Things get complicated when you split up the party, as any D&D player knows, and the party is very split up as we come back from our mid-season break of Titans Season 4. Conner is embracing the Luthor parts of his DNA all by his lonesome. Dick, Kory, and Rachel go off in search of information about the impending prophecy with Tim Drake and Bernard in tow, but Tim and Bernard end up separated from the others. Meanwhile, the other three managed to get separated from each other under the worst possible circumstances. Gar, meanwhile, is missing completely. Spoilers follow for Titans Season 4, Episode 7, “Caul’s Folly.”
With so much going on, there’s not a whole lot of character development going on here. The small town of Caul’s Folly is central to the episode, and is one of the more fun elements. Caul’s Folly is magically protected, and it messes with Dick, Kory, and Rachel’s heads in different ways as they try to wrap their minds around the small town and try subsequently to escape.
As they try to leave, the town’s exit seems to get further and further away, with the camera morphing into a fisheye view to disorient us and the characters alike. Caul’s Folly has those classic creepy small-town vibes, but nothing is what it seems, with the cult of Trigon trying to control it and some of the townspeople alternately trying to assist or resist that.
The bulk of the character development is left Bernard and Tim outside Caul’s Folly, and Conner Kent on his own. Unfortunately, the development here isn’t particularly interesting.

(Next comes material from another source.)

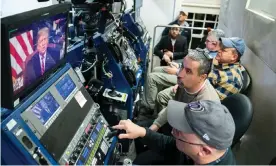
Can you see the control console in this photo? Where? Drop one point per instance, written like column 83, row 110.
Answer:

For Tim and Bernard, it’s mostly about the simmering tension between them as Bernard tries to stay professional and Tim acts like a cringe-y kid. When the two give up on making contact with the others and head to a motel for the night, we’re treated to the two characters pacing in their adjacent rooms as Bernard denies his feelings and Tim tries to work up the courage to talk about his openly. Even the music here feels like the most stereotypical “romantic tension boils over” kind of music that you’d expect from a drama about attractive people.
Conner, meanwhile, is playing at being a Luthor. Kudos again to Josh Orphin here as Conner. With just a haircut–he doesn’t even change his Superman shirt–he changes his look and feel completely. Where Conner Kent seemed quiet and stoic, a stone pillar standing up straight, Conner Luthor has the always-forward motion of his dad, looking to keep moving, keep planning, and keep scheming. Despite being the same person, one of them is a lot more reassuring to be around.
The trouble is that the clear dichotomy between his Kent and Luthor DNA feels like an oversimplification of what he’s going through. The show doesn’t really let us into Conner’s head during any of this, so we don’t see the conflict or the conscious choice to behave as he’s doing. It feels more like “because my dad was a jerk, I’m biologically a jerk, too.” The result is that he feels pretty childish without the show acknowledging it.
The Caul’s Folly segment saves this episode from being a wash, but having to split up the storytelling so many ways makes it feel disjointed and rushed. With just five episodes left, I’m hoping that Titans can get back on track and clinch the show in its final hours.